During this session and throughout the day, I met with so many amazing and successful people which once again validates my love for hacking and sharing my knowledge of how I turned my passion into work.
The following are few of my takeaways from the panel after discussing and hearing more about the ideas and approaches from the successful panelists I shared the stage with:
We need to help change how women are perceived in tech. There seems to be a misconstrued perception in education and general culture, that many people don’t see women as “tech” types. It has even been mentioned that some recruiters don’t believe that women choose a career path in cybersecurity because it’s more of a masculine profession. Because of this, women need to try harder to be visible for opportunities and get recognition in these types of professions. We as women in this industry, need to be vocal and help share our love and passion for this industry to show other woman that this is an amazing career path!
If we want change, we must be the voice for that change. In many workplaces, women are expected to highlight their achievements and prove that they are better than or equal to their male colleagues to get what they deserve. To influence real change, it takes a village. As men and women who want this to change we need to take on this responsibility together and do our best to spread this vision around the world by living as live examples. During my time as a security consultant, I would notice executives light up with joy when they see a female ethical hacker on their project. They are generally interested in learning about my background which shows they want to encourage skilled women.

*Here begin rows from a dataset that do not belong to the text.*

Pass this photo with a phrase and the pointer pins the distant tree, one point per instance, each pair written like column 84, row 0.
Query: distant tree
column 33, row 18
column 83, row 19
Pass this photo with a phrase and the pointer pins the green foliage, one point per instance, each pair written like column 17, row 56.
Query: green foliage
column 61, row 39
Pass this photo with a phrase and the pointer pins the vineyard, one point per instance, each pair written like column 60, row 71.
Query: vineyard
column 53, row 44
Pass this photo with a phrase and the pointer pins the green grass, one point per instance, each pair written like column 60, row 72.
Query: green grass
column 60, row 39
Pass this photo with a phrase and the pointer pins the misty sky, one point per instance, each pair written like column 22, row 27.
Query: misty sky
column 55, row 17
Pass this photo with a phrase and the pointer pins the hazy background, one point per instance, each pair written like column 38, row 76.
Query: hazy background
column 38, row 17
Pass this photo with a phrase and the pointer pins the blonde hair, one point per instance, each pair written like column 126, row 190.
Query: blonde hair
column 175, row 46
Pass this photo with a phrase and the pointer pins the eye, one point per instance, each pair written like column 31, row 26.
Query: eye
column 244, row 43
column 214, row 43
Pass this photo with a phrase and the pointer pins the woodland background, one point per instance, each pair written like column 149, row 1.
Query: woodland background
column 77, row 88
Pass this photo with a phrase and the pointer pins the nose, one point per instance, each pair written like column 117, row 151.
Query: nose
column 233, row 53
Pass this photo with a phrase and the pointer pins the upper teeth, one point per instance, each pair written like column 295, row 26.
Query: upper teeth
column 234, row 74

**Promoting diversity shouldn’t be necessary, it should be the standard. **Promoting gender equality within organizations shouldn’t be a voluntary assignment for men/women who choose to support this cause. There also needs to be support from an organizational level that can help guide those who are interested in supporting diversity initiatives.

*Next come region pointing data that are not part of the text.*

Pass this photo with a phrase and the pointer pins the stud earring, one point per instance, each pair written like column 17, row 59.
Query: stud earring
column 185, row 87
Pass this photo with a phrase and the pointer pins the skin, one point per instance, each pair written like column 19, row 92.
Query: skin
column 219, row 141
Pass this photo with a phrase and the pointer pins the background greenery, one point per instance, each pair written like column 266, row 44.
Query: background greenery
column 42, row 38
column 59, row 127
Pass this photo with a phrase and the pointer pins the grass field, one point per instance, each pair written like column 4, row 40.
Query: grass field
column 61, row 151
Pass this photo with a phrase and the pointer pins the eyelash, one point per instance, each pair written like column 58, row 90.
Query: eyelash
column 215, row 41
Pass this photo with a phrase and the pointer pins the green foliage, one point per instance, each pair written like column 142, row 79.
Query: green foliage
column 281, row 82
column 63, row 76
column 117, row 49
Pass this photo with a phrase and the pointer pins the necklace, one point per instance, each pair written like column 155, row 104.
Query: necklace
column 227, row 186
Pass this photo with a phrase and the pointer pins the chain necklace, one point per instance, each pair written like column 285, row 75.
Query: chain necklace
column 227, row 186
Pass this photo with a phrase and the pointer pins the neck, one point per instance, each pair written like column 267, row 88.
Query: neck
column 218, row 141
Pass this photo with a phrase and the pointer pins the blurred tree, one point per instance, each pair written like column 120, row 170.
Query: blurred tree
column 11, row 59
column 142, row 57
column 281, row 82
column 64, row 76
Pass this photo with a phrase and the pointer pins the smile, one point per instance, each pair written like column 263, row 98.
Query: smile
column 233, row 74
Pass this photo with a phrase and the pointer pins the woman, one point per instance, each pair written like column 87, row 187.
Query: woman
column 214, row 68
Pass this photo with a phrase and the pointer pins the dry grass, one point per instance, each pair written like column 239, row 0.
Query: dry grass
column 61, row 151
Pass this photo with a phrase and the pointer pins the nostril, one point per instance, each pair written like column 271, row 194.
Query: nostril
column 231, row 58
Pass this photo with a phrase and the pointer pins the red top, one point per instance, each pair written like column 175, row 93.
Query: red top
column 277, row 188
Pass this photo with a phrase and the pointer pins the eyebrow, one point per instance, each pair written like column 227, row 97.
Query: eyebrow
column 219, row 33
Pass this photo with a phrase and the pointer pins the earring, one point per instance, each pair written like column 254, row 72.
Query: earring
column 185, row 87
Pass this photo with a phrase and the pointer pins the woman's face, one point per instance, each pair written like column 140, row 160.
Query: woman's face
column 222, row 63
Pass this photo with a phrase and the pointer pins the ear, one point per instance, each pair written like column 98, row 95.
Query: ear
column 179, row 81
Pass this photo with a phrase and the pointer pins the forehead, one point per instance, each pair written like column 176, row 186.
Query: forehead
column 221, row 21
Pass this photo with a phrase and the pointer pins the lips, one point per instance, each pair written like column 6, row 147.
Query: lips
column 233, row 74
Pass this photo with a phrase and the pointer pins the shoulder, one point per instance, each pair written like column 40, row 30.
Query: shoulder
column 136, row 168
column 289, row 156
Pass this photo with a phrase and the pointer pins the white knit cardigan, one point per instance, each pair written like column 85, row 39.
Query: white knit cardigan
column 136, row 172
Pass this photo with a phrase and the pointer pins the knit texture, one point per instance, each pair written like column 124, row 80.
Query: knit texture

**Help encourage individuals! **I think that if you meet anyone who is interested in in learning more about security you should help encourage them into the industry. However, given the misconstrued ideas around women not being interested in technology, we need to help combat that by encouraging more women to learn more about tech and cybersecurity. To an outsider, the security industry can be intimidating. Help shine a light on this industry and maybe they will fallen in love with the security space just as I have.
People should be treated equally at work without considering their gender, cultural backgrounds, or other personal differences. Instead, people should be recognized by their skillsets and ability to perform their job.
Being apart of this panel helped show me yet again that woman can do anything. It’s inspiring to see strong, successful woman in the security industry and be able to see them as examples of what can be. I too, hope to be an example to woman everywhere. If you have any interest in hacking, breaking things, finding bugs, etc — I’m here for you!
There are more woman in this industry then you realize and we can increase this number by supporting more individuals, listening to their concerns, and helping show them the way to recognizing their potential.
I can safely say for myself, that I won’t stop until I become one of the best hackers in the world! Someday, with a combination of challenging certificates, experience, passion, hard work, and some advertisement of my achievements I know I will make this happen!